O diagnóstico clínico da Doença de Parkinson


O diagnóstico clínico da DP

A evolução da doença depende de diversos fatores, assim, variando de paciente para paciente, podendo progredir de forma mais rápida ou lenta. Outro fator que pode variar são os sintomas apresentados, dificultando a realização de uma classificação clínica específica para a patologia. Atualmente, há um amontilhado de critérios definidos pelo Banco de Cérebros da Sociedade de Parkinson do Reino Unido para o diagnóstico clínico da doença, sendo eles 1 critério necessário e 3 critérios de suporte:


  • Critérios necessários para o diagnóstico:
·         - Bradicinesia (e pelo menos um dos seguintes sintomas abaixo)
·         - Rigidez muscular
·         - Tremor de repouso (4-6 Hz) avaliado clinicamente
·         - Instabilidade postural não causada por distúrbios visuais, vestibulares, cerebelares ou proprioceptivos


  • Critérios de suporte positivo para o diagnóstico de DP (3 ou mais são necessários para o diagnóstico):
·         - Início unilateral
·         - Presença de tremor de repouso
·         - Doença progressiva
·         - Persistência da assimetria dos sintomas
·         - Boa resposta a levodopa
·         - Presença de discinesias induzidas por levodopa
·         - Resposta a levodopa por 5 anos ou mais
·         - Evolução clínica de 10 anos ou mais

Existem, também, fatores que auxiliam os médicos a excluírem o diagnóstico de DP, são eles:
·        - História de AVC de repetição
·        - História de trauma craniano grave
·        - História definida de encefalite
·        - Crises oculogíricas 
·        - Tratamento prévio com neurolépticos
·        - Remissão espontânea dos sintomas
·        - Quadro clínico estritamente unilateral após 3 anos
·        - Paralisia supranuclear do olhar
·        - Sinais cerebelares
·        - Sinais autonômicos precoces
·        - Demência precoce
·        - Liberação piramidal com sinal de Babinski
·        - Presença de tumor cerebral ou hidrocefalia comunicante
·        - Resposta negativa a altas doses de levodopa
·        - Exposição a metilfeniltetraperidínio



O tratamento da DP

O tratamento da DP é extremamente complexo, pois ocorre a morte de neurônios (cerca de 10% ao ano), logo, são necessários medicamentos para tratar os sintomas da doença e retardar a progressão dela.
O tratamento sintomático deve iniciar logo quando feito o diagnóstico, assim, melhorando a qualidade de vida do paciente. Os acometidos são classificados em 4 grandes grupos, sendo cada um dos grupos tratados de forma diferente.

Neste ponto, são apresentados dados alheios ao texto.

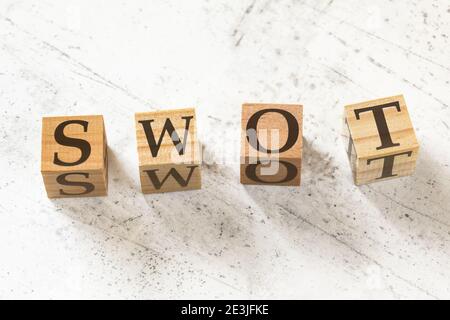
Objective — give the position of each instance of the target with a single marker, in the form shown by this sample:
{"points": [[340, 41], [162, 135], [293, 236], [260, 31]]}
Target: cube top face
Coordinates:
{"points": [[73, 143], [167, 137], [380, 127], [271, 144], [271, 131]]}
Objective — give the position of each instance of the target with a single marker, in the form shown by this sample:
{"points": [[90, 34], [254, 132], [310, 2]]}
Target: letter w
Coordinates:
{"points": [[168, 126], [172, 172]]}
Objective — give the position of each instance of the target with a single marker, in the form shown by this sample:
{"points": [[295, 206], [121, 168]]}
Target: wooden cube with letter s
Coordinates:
{"points": [[168, 149], [381, 142], [271, 144], [74, 160]]}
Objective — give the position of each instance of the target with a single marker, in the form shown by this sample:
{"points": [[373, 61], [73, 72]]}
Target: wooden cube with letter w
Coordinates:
{"points": [[169, 153]]}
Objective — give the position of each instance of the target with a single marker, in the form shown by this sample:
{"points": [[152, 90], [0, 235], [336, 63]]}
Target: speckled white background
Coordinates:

1 - Sintomas leves sem prejuízo funcional: a utilização de medicamentos, nesse caso, é de total decisão do paciente, caso seja escolhida a administração de substâncias, será realizado tratamento com anticolinérgicos (levadopa).

2 - Sintomas com prejuízo funcional: os pacientes que se enquadram nesse grupo realizam o tratamento dopaminérgico, sendo eles tanto levodopa quanto agonistas dopaminérgicos.

3 - Para pacientes com DP em uso de levodopa: esse grupo engloba pacientes que já fazem uso de levodopa, mas, ainda há persistência dos sintomas. Para esse caso, são adicionadas outras medicações para que haja um sinergismo entre eles, são bromocriptina, cabergolina, pramipexol, tolcapona e entacapona.



Referências:
PROTOCOLO CLÍNICO E DIRETRIZES TERAPÊUTICAS. Portaria SAS/MS n° 228. Doença de Parkinson, [S. l.], 10 maio 2010.